Statins as inhibitors of voltage-gated potassium channels Kv1.3 in cancer cells

Andrzej Teisseyre; Anna Uryga; Krystyna Michalak

doi:10.1016/j.molstruc.2021.129905

Statins as inhibitors of voltage-gated potassium channels Kv1.3 in cancer cells

J Mol Struct. 2021 Apr 15:1230:129905. doi: 10.1016/j.molstruc.2021.129905. Epub 2021 Jan 7.

Authors

Andrzej Teisseyre¹, Anna Uryga¹, Krystyna Michalak¹

Affiliation

¹ Department of Biophysics and Neurobiology, Wrocław Medical University, ul.
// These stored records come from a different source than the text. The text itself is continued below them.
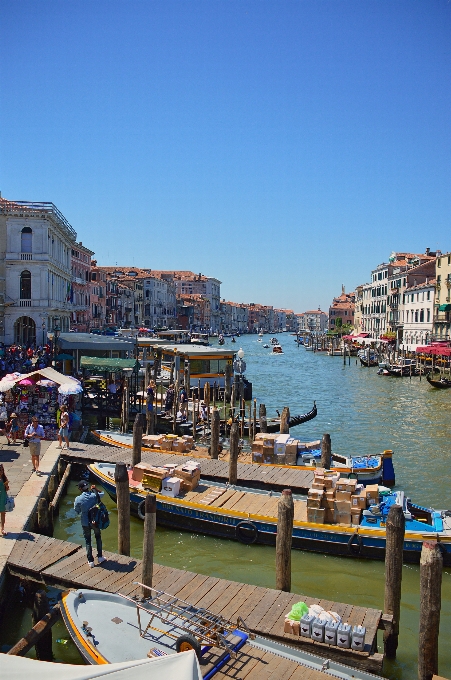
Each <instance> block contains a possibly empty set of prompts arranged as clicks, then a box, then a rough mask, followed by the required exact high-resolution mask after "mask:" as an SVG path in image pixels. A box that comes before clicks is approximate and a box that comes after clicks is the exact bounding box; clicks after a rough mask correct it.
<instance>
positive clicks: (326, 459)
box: [321, 434, 332, 470]
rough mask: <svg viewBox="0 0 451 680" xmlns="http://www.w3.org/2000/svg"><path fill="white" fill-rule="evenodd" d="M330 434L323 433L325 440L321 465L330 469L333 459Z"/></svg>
mask: <svg viewBox="0 0 451 680" xmlns="http://www.w3.org/2000/svg"><path fill="white" fill-rule="evenodd" d="M331 448H332V445H331V441H330V434H323V441H322V443H321V467H323V468H324V469H325V470H330V463H331V459H332V453H331Z"/></svg>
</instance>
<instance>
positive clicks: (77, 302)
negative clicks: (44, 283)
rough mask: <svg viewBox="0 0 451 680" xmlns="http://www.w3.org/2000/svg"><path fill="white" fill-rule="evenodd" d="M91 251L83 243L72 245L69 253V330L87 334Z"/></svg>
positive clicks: (89, 316)
mask: <svg viewBox="0 0 451 680" xmlns="http://www.w3.org/2000/svg"><path fill="white" fill-rule="evenodd" d="M93 255H94V253H93V251H92V250H89V248H86V246H84V245H83V243H82V242H81V241H80V242H79V243H74V244H73V246H72V253H71V269H72V289H71V294H70V298H71V302H72V311H71V323H70V327H71V330H74V331H77V332H79V333H87V332H89V330H90V328H91V258H92V256H93Z"/></svg>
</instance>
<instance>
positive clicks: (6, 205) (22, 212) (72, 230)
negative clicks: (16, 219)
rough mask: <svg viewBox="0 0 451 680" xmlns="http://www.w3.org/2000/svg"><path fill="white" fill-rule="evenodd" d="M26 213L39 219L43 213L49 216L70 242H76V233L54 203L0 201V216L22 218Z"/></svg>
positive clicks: (14, 201) (72, 227)
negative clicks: (51, 218)
mask: <svg viewBox="0 0 451 680" xmlns="http://www.w3.org/2000/svg"><path fill="white" fill-rule="evenodd" d="M26 213H28V214H29V215H30V216H33V215H35V216H39V217H40V216H42V214H43V213H45V214H46V215H51V216H52V217H53V219H54V220H55V221H56V222H57V223H58V224H59V226H60V227H61V229H63V231H65V232H66V234H67V236H68V237H69V238H70V240H71V241H76V240H77V232H76V231H75V229H74V228H73V227H72V226H71V225H70V224H69V222H68V221H67V220H66V218H65V217H64V215H63V213H62V212H60V211H59V210H58V208H57V207H56V205H55V204H54V203H47V202H45V203H32V202H30V201H8V200H6V199H5V198H2V199H0V214H2V215H17V216H18V217H23V216H24V215H25V214H26Z"/></svg>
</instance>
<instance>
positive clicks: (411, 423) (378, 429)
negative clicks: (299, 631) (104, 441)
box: [0, 334, 451, 680]
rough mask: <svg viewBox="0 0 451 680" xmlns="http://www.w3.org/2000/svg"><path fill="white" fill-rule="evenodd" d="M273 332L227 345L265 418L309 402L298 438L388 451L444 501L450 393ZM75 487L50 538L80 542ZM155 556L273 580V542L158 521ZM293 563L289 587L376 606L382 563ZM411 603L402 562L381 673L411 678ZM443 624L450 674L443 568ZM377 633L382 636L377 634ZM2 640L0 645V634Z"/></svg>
mask: <svg viewBox="0 0 451 680" xmlns="http://www.w3.org/2000/svg"><path fill="white" fill-rule="evenodd" d="M279 339H280V342H281V344H282V346H283V349H284V352H285V353H284V354H283V355H280V356H277V355H272V354H271V350H270V349H266V350H265V349H263V347H262V344H263V343H258V342H257V336H247V337H242V338H238V339H237V343H236V345H234V348H236V349H238V348H239V347H240V345H241V346H242V347H243V349H244V350H245V361H246V362H247V366H248V369H247V377H248V378H249V379H250V380H251V381H252V382H253V387H254V396H255V397H256V398H257V399H258V401H259V402H260V401H262V402H264V403H266V406H267V410H268V415H275V409H276V408H278V409H279V410H280V409H281V408H282V407H283V406H285V405H289V406H290V409H291V413H292V414H296V413H304V412H306V411H308V410H310V408H311V406H312V403H313V400H314V399H315V400H316V402H317V405H318V417H317V418H316V419H315V420H313V421H311V422H309V423H306V424H304V425H301V426H299V427H298V428H295V429H294V430H292V432H293V433H294V434H295V436H297V437H299V438H301V439H305V440H310V439H318V438H319V437H320V436H321V435H322V434H323V433H324V432H330V433H331V436H332V444H333V450H334V451H335V452H337V453H346V452H349V453H377V452H379V451H381V450H383V449H386V448H390V449H393V450H394V452H395V454H394V463H395V470H396V475H397V483H398V486H399V487H402V488H404V489H405V490H406V492H407V493H408V495H409V496H411V497H412V498H413V499H414V500H416V501H418V502H420V503H424V504H426V505H434V506H436V507H439V508H449V507H451V502H450V489H449V483H448V474H447V464H448V458H449V453H448V447H449V444H448V442H449V441H450V434H451V432H450V430H451V427H450V418H449V415H450V405H451V394H449V392H447V391H439V390H435V391H434V390H433V389H432V388H430V387H429V385H428V384H427V382H426V381H425V380H422V381H421V382H420V381H419V379H418V378H413V379H412V380H409V379H408V378H406V379H397V378H386V377H382V376H378V375H377V374H376V370H375V369H365V368H362V367H360V366H356V364H355V358H352V359H351V365H348V362H347V364H346V366H343V359H342V358H340V357H328V356H325V355H323V354H313V353H312V352H306V351H305V349H304V348H302V347H300V348H297V346H296V344H295V342H294V341H293V337H292V336H290V335H288V334H283V335H280V336H279ZM265 340H266V341H268V340H269V336H265V338H264V341H265ZM229 342H230V341H228V343H229ZM226 346H227V345H226ZM76 493H77V490H76V485H75V484H74V483H71V484H70V486H69V489H68V493H67V496H66V498H65V499H64V501H63V503H62V506H61V510H60V515H59V518H58V520H57V523H56V527H55V537H57V538H61V539H67V540H71V541H75V542H77V543H80V544H81V543H82V533H81V526H80V521H79V518H78V517H76V516H75V513H74V511H73V500H74V497H75V495H76ZM106 503H107V505H108V507H109V509H110V510H111V519H112V522H111V526H110V528H109V529H108V530H107V531H105V532H104V546H105V549H107V550H112V551H115V550H116V549H117V521H116V510H115V506H114V504H113V503H112V502H111V501H110V499H109V498H108V497H106ZM131 535H132V549H131V552H132V555H133V556H134V557H140V556H141V544H142V524H141V522H140V521H139V520H135V519H133V518H132V532H131ZM155 560H156V561H157V562H159V563H161V564H165V565H168V566H173V567H178V568H181V569H189V570H191V571H195V572H200V573H203V574H209V575H213V576H218V577H221V578H228V579H233V580H237V581H243V582H246V583H252V584H255V585H260V586H267V587H274V549H273V548H271V547H266V546H244V545H242V544H239V543H235V542H233V541H225V540H220V539H215V538H211V537H205V536H199V535H196V534H189V533H187V532H179V531H174V530H170V529H163V528H158V529H157V538H156V553H155ZM292 570H293V577H292V590H293V591H295V592H298V593H304V594H305V595H306V596H310V597H317V598H325V599H328V600H334V601H339V602H348V603H352V604H356V605H360V606H369V607H377V608H382V606H383V598H384V565H383V563H380V562H366V561H363V560H355V559H346V558H336V557H330V556H322V555H314V554H310V553H304V552H300V551H293V558H292ZM418 610H419V568H418V567H416V566H410V565H409V566H405V567H404V570H403V596H402V610H401V635H400V644H399V649H398V658H397V660H396V662H394V663H386V667H385V669H384V673H385V675H387V677H390V678H396V679H398V678H399V679H400V680H413V679H414V678H416V677H417V666H416V661H417V649H418ZM18 618H19V617H18ZM22 628H23V626H22ZM25 628H26V626H25ZM440 630H441V634H440V661H439V673H440V675H443V676H445V677H451V649H450V648H449V647H450V646H449V644H447V642H448V640H449V636H450V634H451V570H449V569H446V570H444V572H443V586H442V613H441V627H440ZM58 636H59V634H58ZM379 636H380V642H381V640H382V636H381V632H380V633H379ZM61 637H67V635H61ZM16 639H17V637H16V638H14V641H15V640H16ZM0 640H1V642H2V644H4V643H5V637H4V636H2V632H1V631H0ZM55 646H56V645H55ZM379 647H380V645H379ZM380 651H382V650H381V647H380ZM74 654H76V651H75V652H74V650H73V649H71V646H70V645H65V646H64V649H63V650H62V647H61V646H59V649H58V655H59V658H63V659H64V660H66V661H68V662H73V661H72V659H73V656H74ZM66 655H67V658H66Z"/></svg>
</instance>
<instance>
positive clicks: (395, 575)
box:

Chałubińskiego 3A, 50-368 Wrocław, Poland.

Abstract

Voltage-gated potassium channels are integral membrane proteins selectively permeable for potassium ions and activated upon change of membrane potential. Voltage-gated potassium channels of the Kv1.3 type were discovered both in plasma membrane and in inner mitochondrial membrane (mito Kv1.3 channels). For some time Kv1.3 channels located both in plasma membrane and in mitochondria are considered as a potentially new molecular target in several pathologies including some cancer disorders. Lipophilic nontoxic organic inhibitors of Kv1.3 channels may potentially find a clinical application to support therapy of some cancer diseases such as breast, pancreas and lung cancer, melanoma or chronic lymphocytic leukaemia (B-CLL). Inhibition of T lymphocyte Kv1.3 channels may be also important in treatment of chronic and acute respiratory diseases including severe pulmonary complication in corona virus disease Covid 19, however further studies are needed to confirm this supposition. Statins are small-molecule organic compounds, which are lipophilic and are widely used in treatment of hypercholesterolemia and atherosclerosis. Electrophysiological studies performed in our laboratory showed that statins: pravastatin, mevastatin and simvastatin are effective inhibitors of Kv1.3 channels in cancer cells of human T cell line Jurkat. We showed that application of the statins in the concentration range from 1.5 μM to 50 μM inhibited the channels in a concentration-dependent manner. The inhibitory effect was the most potent in case of simvastatin and the least potent in case of pravastatin. The inhibition was partially irreversible in case of simvastatin and fully reversible in case of pravastatin and mevastatin. It was accompanied by a significant acceleration of the current inactivation rate without any significant change of the activation rate. Mechanism of the inhibition is probably complex, including a direct interaction with the channel protein and perturbation of lipid bilayer structure, leading to stabilization of the inactivated state of the channels.

Keywords: Cancer cell apoptosis; Cancer cell proliferation; Jurkat T cell; Kv1.3 channel; Patch-clamp; Statin.